Graphics processing units (GPU) or graphics cards create images on a variety of display devices ranging from phones to gaming systems. The register file (RF) is a critical structure in GPUs. To simplify the architecture of the RF, it is organized in a multi-bank configuration with a single port for each bank. The frequent accesses to the register file during kernel execution incur a sizeable overhead in GPU power consumption, and introduce delays as accesses are serialized when port conflicts occur.
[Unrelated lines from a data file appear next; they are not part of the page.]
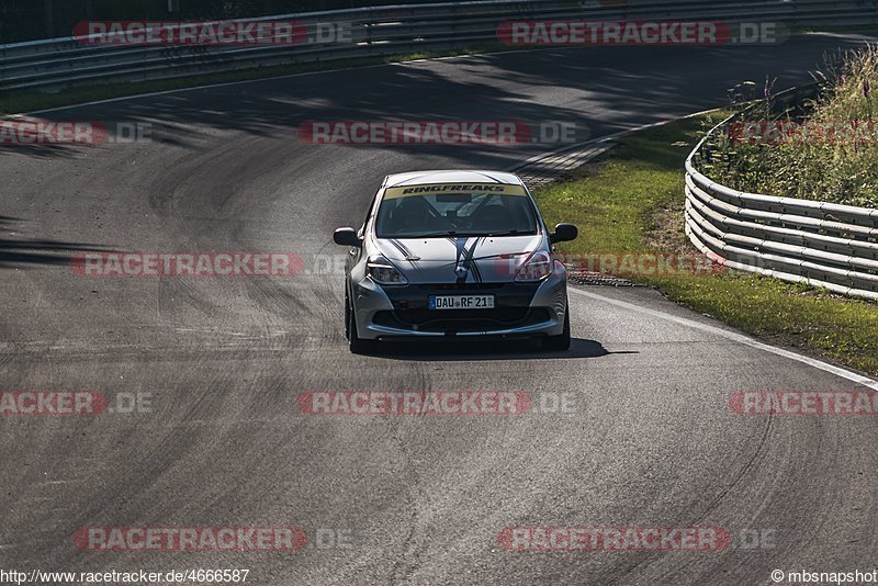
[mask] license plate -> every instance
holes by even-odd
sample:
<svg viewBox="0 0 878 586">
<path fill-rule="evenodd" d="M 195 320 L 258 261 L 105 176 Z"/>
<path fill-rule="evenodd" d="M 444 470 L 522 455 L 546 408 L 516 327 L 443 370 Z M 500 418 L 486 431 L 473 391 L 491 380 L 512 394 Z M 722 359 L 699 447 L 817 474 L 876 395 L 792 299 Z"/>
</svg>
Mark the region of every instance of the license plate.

Prof. Nael Ghazaleh and Hodjat Asghari Esfeden from the University of California, Riverside have developed Breathing Operand Windows (BOW), an enhanced GPU pipeline and operand collector technique that supports bypassing register file accesses and instead passes values directly between instructions within the same window. While this baseline design can only bypass register reads, they also introduce an improved design capable of bypassing unnecessary write operations to the RF. Compiler optimizations help guide the write-back destination of operands depending on whether they will be reused to further reduce the write traffic.
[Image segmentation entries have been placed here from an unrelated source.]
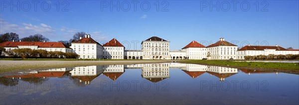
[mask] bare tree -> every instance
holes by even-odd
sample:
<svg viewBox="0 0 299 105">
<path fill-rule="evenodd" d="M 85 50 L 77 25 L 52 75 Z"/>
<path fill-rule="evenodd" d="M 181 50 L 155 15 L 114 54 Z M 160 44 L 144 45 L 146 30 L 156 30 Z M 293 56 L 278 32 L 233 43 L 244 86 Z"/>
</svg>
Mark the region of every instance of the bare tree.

The BOW microarchitecture reduces RF dynamic energy consumption by 55%, while at the same time increases overall performance by 11%, with a modest overhead of 12KB of additional storage which is ~4% of the RF size.
Fig 1: shows the dynamic energy normalized to the baseline GPU for BOW-WR across fifteen different benchmarks. The small segments on top of each bar represent the overheads of the structures added by the idea. Dynamic energy savings in Fig 1 are due to the reduced number of accesses to the register file as BOW-WR shields the RF from unnecessary read and write operations.
New GPU microarchitecture to increase GPU performance and reduce energy consumption by reducing register file accesses.